この場合,3ヵ月経過後には,自動的に従来の支給額に戻るため,減額改定時に減額期間と減額幅を決定しているだけであって,再改定(増額改定)は行っておらず,損金不算入額は生じないという考えもあるようだ。

しかし,自動的に従来の支給額に戻ったとしても,「増額改定を行っていない」とはいえないという。

法令上の「改定」とは,支給額の変動を指し,変動があったときに「改定」があったことになるからだ。

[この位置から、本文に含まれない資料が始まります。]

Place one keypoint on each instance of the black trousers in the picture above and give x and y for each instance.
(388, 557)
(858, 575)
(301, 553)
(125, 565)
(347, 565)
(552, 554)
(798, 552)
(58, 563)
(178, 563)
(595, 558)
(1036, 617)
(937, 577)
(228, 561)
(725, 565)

従来の支給額に戻ったことが増額改定にあたるため,「臨時改定事由」に該当しない限り,損金不算入額が生じることになる。

臨時改定事由とは「役員の職制上の地位の変更,その役員の職務の内容の重大な変更その他これらに類するやむを得ない事情」によりされたこれらの役員に係る定期給与の額の改定をいう。
その役員 について「職務の内容の重大な変更」等が無ければ臨時改定事由に該当しないため,例えば,コロナ禍が沈静化し,単に,客足(売上等)が戻ってきたことで役員給与の支給額を戻しても,臨時改定事由による改定とは認められない。



ところで,コロナ禍における役員給与の減額・増額ではなく,従来から行われている実務として,会社やその役員が不祥事等を起こした場合に,一定期間,役員給与を減額するケースがあるが,このケースでは損金不算入額は生じないこととされている(『法人税基本通達逐条解説〈九訂版〉』佐藤友一郎編著826頁参照)。

これは,企業不祥事による社会的責任を役員給与の減額により負うという点等に鑑み,減額改定及び増額改定のいずれも「臨時改定事由」(役員の職制上の地位の変更,その役員の職務の内容の重大な変更その他これらに 類するやむを得ない事情)によるものと整理されているためであり,「増額改定を行っていない」という整理で損金不算入額が生じないこととしているわけではないということだ。